Alternatively, if you are using MySQL (see MySQL setup below) you can create the database as follows:

python scripts/misc/create_db.py --mysql_config=~/.my.cnf.srmcollider \
    --peptide_table=mygenome --tsv_file=ssrcalc.out 

Query individual peptides

To query single peptides that have relative transition intensity information associated with them, there is the runcollider.py script.

It allows to input a list of peptides with relative transition intensity information and will output the minimal number of transitions needed to create a unique assay.

Accepted inputs are srmAtlas tsv files and mProphet csv files. When using mProphet files, it is also possible to use experimental intensities to check whether the measured transitions are still sufficient to form an UIS.

Example Workflow:

    runcollider.py SRMAtlasAssays.tsv --srmatlas_tsv \
      --sqlite_database=mygenome.sqlite \
      --peptide_table=mygenome --max_uis 5 --q3_low 100 \
      --q1_window=0.7 --q3_window=0.7

Where you will need to adjust the Q1/Q3 windows. You will use the same database that you generated earlier (mygenome). You should see output statistics describing the number of transitions minimally required per peptide, how many peptides cannot be observed and the minimal number of transition required to observe the provided peptides.

This will produce two files, outfile_peptides.csv and outfile_transitions.csv where the outfile_peptides.csv file contains only 2 columns: the name / sequence of the peptide and secondly the number of minimally necessary transitions. NOTE that a value of -1 means that there were not enough transitions to be specific in the given background.

Further parameters that might be of interest here are

  • --help : Prints the available parameters
  • --safety : Number of transitions to add above the absolute minimum. Defaults to 3.
  • --ssrcalc_window : Only consider peptides close in retention time (as predicted by SSRCalc)

Query whole proteomes

To run queries against whole proteomes, using the runcollider.py script is not advisable since it is not fast enough. This is mostly because it has to perform an MySQL query for each peptide in the input and this will slow down the execution.

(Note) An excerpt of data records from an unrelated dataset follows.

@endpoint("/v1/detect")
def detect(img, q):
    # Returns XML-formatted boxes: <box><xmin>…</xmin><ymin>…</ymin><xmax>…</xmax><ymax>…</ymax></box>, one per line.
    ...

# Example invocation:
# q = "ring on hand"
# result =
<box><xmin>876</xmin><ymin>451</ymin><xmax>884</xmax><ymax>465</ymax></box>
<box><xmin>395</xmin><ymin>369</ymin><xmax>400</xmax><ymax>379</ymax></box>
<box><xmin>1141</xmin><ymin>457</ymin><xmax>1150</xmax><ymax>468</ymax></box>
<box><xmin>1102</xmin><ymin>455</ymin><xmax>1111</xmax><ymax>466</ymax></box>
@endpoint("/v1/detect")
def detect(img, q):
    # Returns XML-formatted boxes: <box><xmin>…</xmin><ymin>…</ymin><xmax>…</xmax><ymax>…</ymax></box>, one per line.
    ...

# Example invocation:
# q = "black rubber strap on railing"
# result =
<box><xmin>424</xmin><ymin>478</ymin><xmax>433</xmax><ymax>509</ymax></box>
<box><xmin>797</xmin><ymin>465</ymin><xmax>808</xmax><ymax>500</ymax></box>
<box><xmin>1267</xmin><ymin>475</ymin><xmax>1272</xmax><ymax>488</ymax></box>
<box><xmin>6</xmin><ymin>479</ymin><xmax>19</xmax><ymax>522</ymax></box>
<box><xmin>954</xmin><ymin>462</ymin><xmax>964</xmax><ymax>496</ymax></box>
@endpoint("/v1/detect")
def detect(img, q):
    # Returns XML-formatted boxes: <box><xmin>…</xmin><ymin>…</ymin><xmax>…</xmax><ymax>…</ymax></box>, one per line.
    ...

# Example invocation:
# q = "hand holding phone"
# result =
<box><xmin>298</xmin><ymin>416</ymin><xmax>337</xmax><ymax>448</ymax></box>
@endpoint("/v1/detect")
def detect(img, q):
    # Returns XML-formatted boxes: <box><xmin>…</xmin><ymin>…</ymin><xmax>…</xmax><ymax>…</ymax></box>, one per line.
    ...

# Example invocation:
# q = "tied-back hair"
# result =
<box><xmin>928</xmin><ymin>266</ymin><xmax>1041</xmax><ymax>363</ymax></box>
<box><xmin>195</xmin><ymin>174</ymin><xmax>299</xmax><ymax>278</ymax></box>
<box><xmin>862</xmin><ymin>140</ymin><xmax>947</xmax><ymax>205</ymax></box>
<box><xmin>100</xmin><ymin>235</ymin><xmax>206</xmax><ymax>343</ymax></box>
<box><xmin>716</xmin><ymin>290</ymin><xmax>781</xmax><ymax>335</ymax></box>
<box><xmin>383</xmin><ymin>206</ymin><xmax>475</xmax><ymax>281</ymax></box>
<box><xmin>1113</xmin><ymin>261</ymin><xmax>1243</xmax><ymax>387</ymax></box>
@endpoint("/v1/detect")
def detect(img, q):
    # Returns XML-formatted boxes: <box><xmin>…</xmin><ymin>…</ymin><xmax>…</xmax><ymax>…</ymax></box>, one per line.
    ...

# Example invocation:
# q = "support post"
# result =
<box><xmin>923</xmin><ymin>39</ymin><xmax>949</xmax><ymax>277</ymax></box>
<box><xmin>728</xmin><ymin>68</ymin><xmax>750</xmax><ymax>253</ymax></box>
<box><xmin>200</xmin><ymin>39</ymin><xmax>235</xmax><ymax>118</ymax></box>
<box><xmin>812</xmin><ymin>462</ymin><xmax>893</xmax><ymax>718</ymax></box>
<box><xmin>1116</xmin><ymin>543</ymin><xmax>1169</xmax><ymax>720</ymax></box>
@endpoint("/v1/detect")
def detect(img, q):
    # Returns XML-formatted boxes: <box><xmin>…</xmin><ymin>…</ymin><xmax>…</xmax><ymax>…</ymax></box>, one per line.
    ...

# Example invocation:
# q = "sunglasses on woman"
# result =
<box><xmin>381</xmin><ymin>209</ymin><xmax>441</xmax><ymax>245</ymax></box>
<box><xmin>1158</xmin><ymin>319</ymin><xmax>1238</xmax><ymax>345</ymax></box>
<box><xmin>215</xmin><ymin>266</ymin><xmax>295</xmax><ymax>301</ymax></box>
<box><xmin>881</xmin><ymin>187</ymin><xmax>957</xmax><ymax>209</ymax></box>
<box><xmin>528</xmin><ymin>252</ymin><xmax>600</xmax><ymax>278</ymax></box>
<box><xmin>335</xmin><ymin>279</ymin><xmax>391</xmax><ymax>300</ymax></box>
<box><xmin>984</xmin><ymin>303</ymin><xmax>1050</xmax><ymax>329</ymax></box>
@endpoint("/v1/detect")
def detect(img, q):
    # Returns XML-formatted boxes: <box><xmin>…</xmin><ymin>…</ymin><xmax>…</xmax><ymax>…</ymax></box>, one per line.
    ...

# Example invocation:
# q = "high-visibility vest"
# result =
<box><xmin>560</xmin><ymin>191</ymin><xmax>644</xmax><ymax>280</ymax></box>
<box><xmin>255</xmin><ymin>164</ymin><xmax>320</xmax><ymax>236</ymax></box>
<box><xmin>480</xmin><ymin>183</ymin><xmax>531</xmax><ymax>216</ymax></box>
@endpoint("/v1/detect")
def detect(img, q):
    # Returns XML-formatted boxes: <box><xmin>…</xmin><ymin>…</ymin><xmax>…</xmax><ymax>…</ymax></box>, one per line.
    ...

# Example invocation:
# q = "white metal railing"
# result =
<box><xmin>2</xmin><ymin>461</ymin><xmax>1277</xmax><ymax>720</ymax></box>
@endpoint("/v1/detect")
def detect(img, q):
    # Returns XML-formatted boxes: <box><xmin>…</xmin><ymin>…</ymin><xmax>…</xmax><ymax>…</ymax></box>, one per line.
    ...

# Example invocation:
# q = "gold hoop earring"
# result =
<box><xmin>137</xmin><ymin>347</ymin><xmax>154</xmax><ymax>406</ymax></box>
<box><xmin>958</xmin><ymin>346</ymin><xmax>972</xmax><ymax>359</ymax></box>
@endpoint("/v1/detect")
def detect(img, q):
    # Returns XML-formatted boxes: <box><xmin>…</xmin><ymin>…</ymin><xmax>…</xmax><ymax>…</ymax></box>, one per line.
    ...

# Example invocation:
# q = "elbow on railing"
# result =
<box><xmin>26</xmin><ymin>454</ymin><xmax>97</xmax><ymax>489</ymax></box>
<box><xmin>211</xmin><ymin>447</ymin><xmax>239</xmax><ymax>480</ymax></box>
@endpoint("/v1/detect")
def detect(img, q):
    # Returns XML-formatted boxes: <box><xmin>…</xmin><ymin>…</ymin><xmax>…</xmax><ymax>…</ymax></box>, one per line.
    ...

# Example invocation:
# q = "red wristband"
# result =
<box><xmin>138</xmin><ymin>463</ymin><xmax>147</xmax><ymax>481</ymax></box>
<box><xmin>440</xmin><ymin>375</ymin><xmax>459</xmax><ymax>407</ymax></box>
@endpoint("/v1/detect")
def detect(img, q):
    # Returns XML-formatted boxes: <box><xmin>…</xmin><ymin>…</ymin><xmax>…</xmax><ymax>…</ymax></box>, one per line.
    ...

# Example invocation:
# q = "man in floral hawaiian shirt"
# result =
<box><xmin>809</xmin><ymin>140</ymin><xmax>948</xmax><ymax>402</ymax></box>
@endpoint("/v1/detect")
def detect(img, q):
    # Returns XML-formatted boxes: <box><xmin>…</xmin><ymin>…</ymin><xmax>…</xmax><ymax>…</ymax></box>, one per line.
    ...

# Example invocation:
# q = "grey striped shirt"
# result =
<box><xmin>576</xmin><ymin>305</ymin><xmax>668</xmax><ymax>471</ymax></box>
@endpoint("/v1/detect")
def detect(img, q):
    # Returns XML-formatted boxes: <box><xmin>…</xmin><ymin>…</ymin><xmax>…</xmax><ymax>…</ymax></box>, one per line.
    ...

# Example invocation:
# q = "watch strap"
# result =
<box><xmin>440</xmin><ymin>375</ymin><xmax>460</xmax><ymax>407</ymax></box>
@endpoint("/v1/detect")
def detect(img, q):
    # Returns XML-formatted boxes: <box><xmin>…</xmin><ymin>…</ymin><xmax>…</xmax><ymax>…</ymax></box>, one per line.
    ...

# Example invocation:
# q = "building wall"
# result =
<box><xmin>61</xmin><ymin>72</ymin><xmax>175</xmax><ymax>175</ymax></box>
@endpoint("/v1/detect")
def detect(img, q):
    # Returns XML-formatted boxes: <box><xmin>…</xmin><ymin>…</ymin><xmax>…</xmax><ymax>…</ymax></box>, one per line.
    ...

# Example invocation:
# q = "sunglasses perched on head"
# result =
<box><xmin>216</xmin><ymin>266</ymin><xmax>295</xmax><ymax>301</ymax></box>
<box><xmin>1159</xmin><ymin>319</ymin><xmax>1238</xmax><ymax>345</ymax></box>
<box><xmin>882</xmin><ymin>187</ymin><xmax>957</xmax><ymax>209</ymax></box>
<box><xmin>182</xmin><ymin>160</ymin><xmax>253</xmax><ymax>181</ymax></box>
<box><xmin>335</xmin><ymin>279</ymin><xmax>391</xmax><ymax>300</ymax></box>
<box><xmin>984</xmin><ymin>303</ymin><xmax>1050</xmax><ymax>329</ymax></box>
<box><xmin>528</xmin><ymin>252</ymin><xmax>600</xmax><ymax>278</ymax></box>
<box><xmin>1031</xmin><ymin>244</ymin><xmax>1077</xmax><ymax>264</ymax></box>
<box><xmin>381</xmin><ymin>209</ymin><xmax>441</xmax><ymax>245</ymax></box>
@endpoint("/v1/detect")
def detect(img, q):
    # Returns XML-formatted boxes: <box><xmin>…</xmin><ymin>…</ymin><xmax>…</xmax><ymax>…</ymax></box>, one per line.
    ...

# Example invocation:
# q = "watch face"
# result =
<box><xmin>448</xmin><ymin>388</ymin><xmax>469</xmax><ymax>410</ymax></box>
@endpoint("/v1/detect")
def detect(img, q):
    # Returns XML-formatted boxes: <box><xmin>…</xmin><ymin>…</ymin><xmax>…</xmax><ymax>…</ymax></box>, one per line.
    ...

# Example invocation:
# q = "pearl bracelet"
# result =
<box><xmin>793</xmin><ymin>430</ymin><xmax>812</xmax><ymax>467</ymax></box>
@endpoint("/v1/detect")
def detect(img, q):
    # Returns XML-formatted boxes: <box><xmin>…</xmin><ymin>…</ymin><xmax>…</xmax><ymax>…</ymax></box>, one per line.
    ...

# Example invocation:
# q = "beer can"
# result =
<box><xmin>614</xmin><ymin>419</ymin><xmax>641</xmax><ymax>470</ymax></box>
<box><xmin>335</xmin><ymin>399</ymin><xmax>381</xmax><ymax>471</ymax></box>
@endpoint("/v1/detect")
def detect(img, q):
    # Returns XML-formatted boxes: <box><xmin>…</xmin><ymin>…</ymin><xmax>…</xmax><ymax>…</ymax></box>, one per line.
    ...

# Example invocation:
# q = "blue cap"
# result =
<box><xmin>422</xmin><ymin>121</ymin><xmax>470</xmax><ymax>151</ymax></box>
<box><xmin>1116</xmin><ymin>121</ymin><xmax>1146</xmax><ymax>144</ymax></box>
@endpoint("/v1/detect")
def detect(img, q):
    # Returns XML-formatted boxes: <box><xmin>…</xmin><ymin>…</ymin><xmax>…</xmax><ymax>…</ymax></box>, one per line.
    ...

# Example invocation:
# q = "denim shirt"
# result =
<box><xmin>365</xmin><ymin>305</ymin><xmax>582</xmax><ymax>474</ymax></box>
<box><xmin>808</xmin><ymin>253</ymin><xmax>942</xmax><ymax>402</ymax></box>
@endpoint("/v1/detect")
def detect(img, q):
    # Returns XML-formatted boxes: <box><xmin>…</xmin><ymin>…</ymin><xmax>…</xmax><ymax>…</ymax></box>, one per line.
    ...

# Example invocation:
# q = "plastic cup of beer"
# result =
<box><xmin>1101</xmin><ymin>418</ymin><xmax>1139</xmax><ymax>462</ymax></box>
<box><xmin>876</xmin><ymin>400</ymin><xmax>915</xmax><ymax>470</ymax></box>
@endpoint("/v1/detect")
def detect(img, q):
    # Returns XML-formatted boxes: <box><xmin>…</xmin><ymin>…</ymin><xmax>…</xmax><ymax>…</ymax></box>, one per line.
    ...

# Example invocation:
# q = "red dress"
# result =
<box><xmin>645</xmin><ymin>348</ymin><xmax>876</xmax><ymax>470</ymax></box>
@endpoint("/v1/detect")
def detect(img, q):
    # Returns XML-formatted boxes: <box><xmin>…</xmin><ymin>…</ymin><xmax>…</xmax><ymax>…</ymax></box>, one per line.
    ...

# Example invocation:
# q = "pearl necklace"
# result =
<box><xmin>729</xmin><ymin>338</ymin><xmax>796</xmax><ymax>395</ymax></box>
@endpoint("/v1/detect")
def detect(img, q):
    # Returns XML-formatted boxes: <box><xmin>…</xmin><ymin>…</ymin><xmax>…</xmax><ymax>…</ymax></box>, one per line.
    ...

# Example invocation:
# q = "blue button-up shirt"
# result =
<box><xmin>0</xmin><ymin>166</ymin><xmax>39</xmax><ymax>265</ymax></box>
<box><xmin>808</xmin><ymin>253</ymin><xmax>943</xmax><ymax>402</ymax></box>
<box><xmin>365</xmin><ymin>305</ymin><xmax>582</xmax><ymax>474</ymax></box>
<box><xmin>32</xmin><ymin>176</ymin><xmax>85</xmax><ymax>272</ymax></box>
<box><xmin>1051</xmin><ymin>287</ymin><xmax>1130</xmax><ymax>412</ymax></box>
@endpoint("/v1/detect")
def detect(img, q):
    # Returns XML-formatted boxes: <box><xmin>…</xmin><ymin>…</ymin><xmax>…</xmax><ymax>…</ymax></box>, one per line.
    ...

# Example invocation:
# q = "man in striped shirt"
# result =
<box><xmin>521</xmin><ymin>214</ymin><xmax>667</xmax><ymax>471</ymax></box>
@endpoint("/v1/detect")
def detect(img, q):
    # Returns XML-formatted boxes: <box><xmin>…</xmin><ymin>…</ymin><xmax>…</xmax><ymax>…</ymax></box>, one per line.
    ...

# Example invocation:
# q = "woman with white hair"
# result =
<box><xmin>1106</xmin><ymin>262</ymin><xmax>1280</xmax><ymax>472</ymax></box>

Instead there are several sample scripts in the code/scripts/runscripts directory which will query a whole proteome. One of these is run_uis.py which will create a rangetree and query it instead of the MySQL database.

To run the SRMCollider on all peptides between 400 and 1400 Da, execute the following command:

  python run_uis.py 1 400 1400 --peptide_table=mygenome \
    --max_uis 5 --use_db --mysql_config=~/.my.cnf.srmcollider"

However that for large genomes, this might cause all memory of the system to be used since it tries to build a rangetree with all peptides in the genome. There are two solutions:

  • either partition the calls to run_uis.py using the convenient scripts/misc/prepare_rangetree.py script which will generate a .sh file that has many calls to run_uis.py using different ranges such that each range contains a specified number of peptides.
  • The other solution is to use the --use_db parameter which will query the database to get the interfering transitions instead of using a rangetree. This will also work if you did not compile the C++ extensions.

The drawback with the first method is increased overhead when setting up the individual rangetrees, the drawback with the second method is the slowdown created by using MySQL queries instead of querying the rangetree.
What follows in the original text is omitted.